How to decipher a job advert
By Tony Mutugi
| Jan 11th 2022 | 2 min read
Advertising is a marketing communication that includes a non-personal message to promote a service or product. Employers deploy this tactic to harvest skill resources for their organizations.
Company write-ups for job adverts never stops. The job search culture floods the market daily and applicants have a duty to be smart in preparing attractive resumes to impress the hiring panel.
In the 17th century, printed advertising was very common and was written by the merchant himself. La Gazette, the first French newspaper established by Theophraste Renaudot in 1631 contained personal ads for those seeking and offering employment, buying and selling goods and services and announcements of all kinds.
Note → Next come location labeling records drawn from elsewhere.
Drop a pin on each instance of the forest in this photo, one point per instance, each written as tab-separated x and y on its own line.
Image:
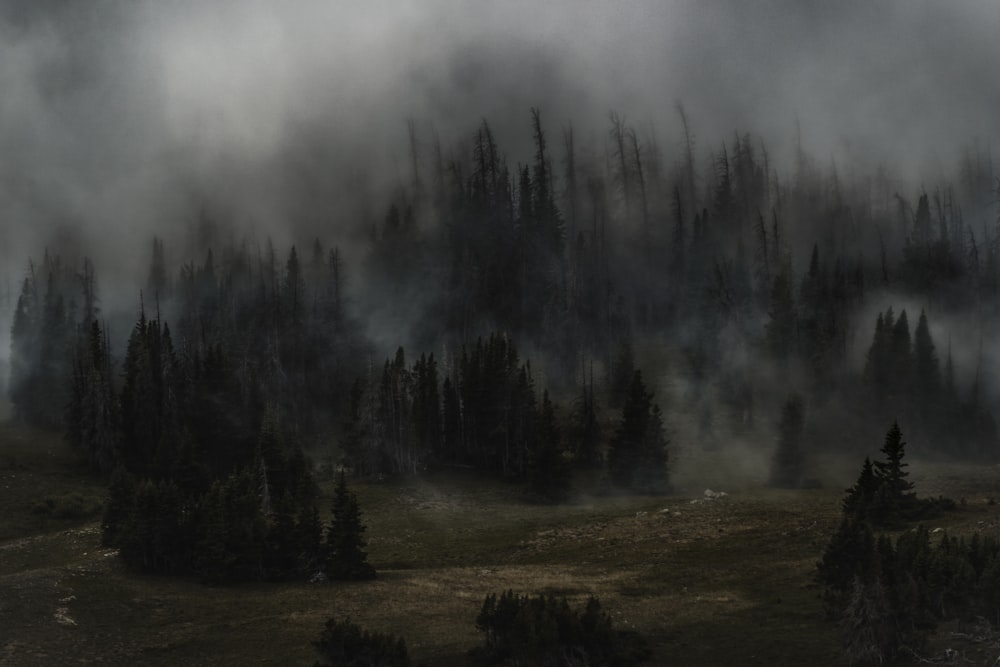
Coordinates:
756	284
262	288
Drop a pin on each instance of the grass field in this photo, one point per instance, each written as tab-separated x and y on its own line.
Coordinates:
708	582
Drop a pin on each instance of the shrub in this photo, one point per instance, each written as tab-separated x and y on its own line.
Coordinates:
544	630
69	506
345	644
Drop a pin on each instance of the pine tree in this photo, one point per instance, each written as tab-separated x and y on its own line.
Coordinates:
637	456
345	545
549	474
926	372
895	496
585	430
786	467
858	502
782	319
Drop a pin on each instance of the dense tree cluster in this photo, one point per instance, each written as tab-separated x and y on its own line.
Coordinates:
345	644
258	521
889	594
903	377
545	630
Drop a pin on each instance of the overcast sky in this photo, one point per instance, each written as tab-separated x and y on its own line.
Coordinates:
119	118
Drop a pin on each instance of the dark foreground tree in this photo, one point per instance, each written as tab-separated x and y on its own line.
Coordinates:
637	458
786	467
549	473
346	557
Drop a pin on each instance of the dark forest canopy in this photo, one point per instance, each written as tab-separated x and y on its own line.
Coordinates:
748	277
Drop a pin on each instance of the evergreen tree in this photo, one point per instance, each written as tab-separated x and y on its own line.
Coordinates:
786	467
345	546
549	474
585	429
782	320
895	496
637	456
926	373
344	644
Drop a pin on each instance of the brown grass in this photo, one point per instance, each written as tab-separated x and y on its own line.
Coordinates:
707	582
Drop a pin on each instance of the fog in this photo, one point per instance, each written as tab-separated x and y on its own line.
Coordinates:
123	120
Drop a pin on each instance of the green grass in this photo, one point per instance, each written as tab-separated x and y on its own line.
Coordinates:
708	583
In the 18th century illustrations began to appear in advertisements and advertising agents, as they became known, started writing and illustrating the ads.
In the search a fresh job or greener pastures, one can consider the following:
In a competitive world, standards of operations in organisations have changed over time. Job post, terms like requirements or experience are used commonly.
Academic standards display the level of knowledge for a particular discipline. For instance, a bachelor’s degree holder has a better chance than one with a diploma.
An employer looks for a candidate who has the ability to handle the assignment with minimum supervision. A common phrase used here is such as, create a weekly report.
The history, achievements, mission and vision of the company gives you a vivid picture of what you may be interested in. The culture and values of the company have a great translation to the kind of job an applicant can peruse.
Salary is a sensitive topic that employers carefully address. It’s close to impossible to see a price tag to a job vacancy like a net salary of Sh34,000. Many say confidential. So you’ll have to learn about the pay at the interview desk. Other terms like competitive salary are displayed in the salary description.
Responsibilities and salaries vary by the level of experience. For example, a CEO has a higher level of experience than the Director of Operations though both are very prime titles.